The main advantage of trading using opposite Iveda Solutions and Oceanpal positions is that it hedges away some unsystematic risk. Because of two separate transactions, even if Iveda Solutions position performs unexpectedly, Oceanpal can make up some of the losses. Pair trading also minimizes risk from directional movements in the market. For example, if an entire industry or sector drops because of unexpected headlines, the short position in Oceanpal will offset losses from the drop in Oceanpal's long position.

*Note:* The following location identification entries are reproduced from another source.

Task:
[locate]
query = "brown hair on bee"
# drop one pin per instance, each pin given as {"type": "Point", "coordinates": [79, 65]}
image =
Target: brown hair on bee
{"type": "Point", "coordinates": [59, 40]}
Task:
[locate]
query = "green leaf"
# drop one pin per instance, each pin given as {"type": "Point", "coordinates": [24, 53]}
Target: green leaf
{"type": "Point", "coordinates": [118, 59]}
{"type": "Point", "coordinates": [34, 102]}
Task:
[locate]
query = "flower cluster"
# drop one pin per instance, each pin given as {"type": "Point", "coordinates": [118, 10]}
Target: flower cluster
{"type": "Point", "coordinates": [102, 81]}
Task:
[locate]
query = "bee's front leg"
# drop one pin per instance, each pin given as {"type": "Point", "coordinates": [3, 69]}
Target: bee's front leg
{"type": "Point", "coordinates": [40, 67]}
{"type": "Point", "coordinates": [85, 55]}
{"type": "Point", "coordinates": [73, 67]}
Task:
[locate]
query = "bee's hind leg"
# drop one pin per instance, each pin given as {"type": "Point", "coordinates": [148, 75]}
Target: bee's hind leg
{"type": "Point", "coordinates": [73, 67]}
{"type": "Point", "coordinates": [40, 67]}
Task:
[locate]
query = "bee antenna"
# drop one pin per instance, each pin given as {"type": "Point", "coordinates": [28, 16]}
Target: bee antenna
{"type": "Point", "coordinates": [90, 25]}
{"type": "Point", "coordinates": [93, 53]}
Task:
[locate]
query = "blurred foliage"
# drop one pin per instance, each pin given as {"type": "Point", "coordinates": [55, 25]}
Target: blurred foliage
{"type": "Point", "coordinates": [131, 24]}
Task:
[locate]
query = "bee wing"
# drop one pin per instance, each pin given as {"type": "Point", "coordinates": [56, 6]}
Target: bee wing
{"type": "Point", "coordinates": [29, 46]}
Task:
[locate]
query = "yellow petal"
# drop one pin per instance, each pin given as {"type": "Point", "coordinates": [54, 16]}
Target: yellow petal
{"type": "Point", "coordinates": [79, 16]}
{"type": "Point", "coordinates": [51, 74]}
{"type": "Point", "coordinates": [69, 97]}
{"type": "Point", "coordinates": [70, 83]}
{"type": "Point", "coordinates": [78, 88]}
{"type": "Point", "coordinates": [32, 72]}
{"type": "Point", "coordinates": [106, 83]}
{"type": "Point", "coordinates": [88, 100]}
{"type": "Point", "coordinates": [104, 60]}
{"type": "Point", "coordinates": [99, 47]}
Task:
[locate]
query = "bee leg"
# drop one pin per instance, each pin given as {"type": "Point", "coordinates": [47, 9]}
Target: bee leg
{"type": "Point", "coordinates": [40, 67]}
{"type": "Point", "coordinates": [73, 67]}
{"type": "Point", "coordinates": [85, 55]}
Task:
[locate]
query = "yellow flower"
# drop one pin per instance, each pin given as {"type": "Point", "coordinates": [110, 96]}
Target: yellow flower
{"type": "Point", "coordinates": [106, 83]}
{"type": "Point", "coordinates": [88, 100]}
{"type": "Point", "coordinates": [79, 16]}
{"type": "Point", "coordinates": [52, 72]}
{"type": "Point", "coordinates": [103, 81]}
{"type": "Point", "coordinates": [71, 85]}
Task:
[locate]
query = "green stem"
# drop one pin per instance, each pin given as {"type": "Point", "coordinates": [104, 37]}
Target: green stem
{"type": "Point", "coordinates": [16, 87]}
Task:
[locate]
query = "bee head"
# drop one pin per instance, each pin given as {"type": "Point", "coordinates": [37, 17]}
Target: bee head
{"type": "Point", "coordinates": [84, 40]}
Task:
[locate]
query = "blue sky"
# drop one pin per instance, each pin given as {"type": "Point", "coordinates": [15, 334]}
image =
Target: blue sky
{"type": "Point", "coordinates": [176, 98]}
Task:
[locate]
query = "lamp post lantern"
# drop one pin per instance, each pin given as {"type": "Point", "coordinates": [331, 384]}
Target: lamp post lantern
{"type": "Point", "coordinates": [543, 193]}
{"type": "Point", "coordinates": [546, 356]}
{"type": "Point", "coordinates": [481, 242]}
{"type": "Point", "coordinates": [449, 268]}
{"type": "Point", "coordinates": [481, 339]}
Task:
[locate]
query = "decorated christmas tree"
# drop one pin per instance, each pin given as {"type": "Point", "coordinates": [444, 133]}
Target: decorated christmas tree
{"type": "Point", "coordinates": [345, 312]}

The idea behind Iveda Solutions and Oceanpal pairs trading is to make the combined position market-neutral, meaning the overall market's direction will not affect its win or loss (or potential downside or upside). This can be achieved by designing a pairs trade with two highly correlated stocks or equities that operate in a similar space or sector, making it possible to obtain profits through simple and relatively low-risk investment.
Check out your portfolio center.
Note that this page's information should be used as a complementary analysis to find the right mix of equity instruments to add to your existing portfolios or create a brand new portfolio. You can also try the Volatility Analysis module to get historical volatility and risk analysis based on latest market data.